Blah blah, walkons blah blah, Georgetown tacked on seven points, the end.
If you want to talk about Marquette not really having an It Factor in the first half for the second straight game, yeah, fair point. But also Marquette absolutely obliterated the opposition in the second half for the second straight game as well. I’m not against this happening, but also maybe spreading out the obliteration across all 40 minutes is more fun for everyone??
Kam Jones led Marquette with 17 points while shooting 6-for-13 from the field, which is neat, and he chipped in a team high five rebounds and four assists. OH SPEAKING OF ASSISTS, Tyler Kolek had a lot of them.
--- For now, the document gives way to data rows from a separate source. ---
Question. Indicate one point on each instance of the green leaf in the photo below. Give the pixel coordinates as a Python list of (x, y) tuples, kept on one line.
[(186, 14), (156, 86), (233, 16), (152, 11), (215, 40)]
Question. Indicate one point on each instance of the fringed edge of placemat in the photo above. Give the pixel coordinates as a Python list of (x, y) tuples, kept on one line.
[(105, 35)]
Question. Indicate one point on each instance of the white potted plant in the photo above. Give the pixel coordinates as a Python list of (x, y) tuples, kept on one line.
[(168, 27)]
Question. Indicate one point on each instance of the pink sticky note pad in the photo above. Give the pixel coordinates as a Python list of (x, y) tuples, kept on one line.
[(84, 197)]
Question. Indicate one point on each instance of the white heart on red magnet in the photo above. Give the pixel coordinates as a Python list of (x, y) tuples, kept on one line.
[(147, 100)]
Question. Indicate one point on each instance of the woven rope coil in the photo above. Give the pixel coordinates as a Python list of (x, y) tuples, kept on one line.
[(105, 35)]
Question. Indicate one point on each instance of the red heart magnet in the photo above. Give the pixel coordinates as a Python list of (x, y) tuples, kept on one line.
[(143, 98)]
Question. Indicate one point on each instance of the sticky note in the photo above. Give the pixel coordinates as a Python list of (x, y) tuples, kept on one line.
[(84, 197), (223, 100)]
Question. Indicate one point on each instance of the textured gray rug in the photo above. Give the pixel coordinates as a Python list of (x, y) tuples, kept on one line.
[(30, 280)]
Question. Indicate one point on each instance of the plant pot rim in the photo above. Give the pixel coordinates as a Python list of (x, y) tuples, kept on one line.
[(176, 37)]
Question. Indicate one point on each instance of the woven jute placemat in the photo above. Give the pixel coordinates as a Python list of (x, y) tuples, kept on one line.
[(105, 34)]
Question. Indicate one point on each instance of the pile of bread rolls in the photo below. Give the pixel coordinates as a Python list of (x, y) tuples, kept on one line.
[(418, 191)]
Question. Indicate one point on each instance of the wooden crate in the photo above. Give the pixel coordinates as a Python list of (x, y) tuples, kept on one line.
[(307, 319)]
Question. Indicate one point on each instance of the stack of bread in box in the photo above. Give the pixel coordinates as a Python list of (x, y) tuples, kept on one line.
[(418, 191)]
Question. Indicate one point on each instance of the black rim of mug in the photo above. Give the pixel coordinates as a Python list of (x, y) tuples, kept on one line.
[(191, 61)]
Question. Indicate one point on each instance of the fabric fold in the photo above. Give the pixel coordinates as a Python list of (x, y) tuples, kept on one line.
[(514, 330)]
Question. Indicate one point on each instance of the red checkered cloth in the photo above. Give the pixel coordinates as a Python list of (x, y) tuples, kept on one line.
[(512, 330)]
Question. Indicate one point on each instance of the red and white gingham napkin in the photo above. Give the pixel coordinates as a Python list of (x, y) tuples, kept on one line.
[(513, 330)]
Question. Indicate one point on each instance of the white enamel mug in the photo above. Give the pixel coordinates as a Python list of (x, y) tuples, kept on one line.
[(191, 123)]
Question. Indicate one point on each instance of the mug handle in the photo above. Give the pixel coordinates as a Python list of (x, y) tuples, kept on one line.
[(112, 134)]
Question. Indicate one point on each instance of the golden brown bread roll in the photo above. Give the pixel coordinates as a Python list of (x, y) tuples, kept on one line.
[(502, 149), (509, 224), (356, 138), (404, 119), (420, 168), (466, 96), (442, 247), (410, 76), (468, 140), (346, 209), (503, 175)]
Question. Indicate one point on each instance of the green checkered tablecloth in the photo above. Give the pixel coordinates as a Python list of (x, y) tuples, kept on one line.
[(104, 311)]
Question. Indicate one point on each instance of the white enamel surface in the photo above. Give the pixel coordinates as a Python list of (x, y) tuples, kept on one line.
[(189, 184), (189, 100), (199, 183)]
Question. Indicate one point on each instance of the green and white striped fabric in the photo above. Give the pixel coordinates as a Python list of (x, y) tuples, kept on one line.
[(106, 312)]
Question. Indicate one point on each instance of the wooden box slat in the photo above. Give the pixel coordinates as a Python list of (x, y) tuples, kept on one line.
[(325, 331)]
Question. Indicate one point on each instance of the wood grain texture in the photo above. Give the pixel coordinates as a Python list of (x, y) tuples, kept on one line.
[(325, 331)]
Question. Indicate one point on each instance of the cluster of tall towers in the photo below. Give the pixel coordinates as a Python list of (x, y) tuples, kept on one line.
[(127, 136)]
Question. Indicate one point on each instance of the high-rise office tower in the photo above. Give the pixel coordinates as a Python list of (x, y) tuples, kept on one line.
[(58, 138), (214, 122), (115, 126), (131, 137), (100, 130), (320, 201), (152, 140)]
Like, a lot a lot. Kolek finished with 15 helpers in 27 minutes, and it absolutely could have been more since he was taking a break from 12:03 to go to 7:32 remaining. Marquette ran wild with the guy who finished tied for the third most assists in a game in program history on the bench!! WHAT???
OH, and BY THE WAY:
Marquette’s Tyler Kolek is the first player with 15 assists and no turnovers in a Big East game over the last 30 years.
— Jared Berson (@JaredBerson) January 7, 2023
ARE YOU KIDDING ME.
How about some highlights, including what I swear was a no-look layup from Kolek late in the second half, courtesy of GoMarquette.com and Fox Sports?
Up Next: Can I interest you in a Big Time Big East Showdown? Next Wednesday, Marquette will host UConn, which is currently #4 in the country but probably won’t be in the new AP poll on Monday. Marquette is 4-1 in Big East action and have not lost in regulation, while the Huskies are 5-2 after dropping two in a row on the road to the pair of still unbeaten teams in the league and then beating Creighton at home on Saturday afternoon.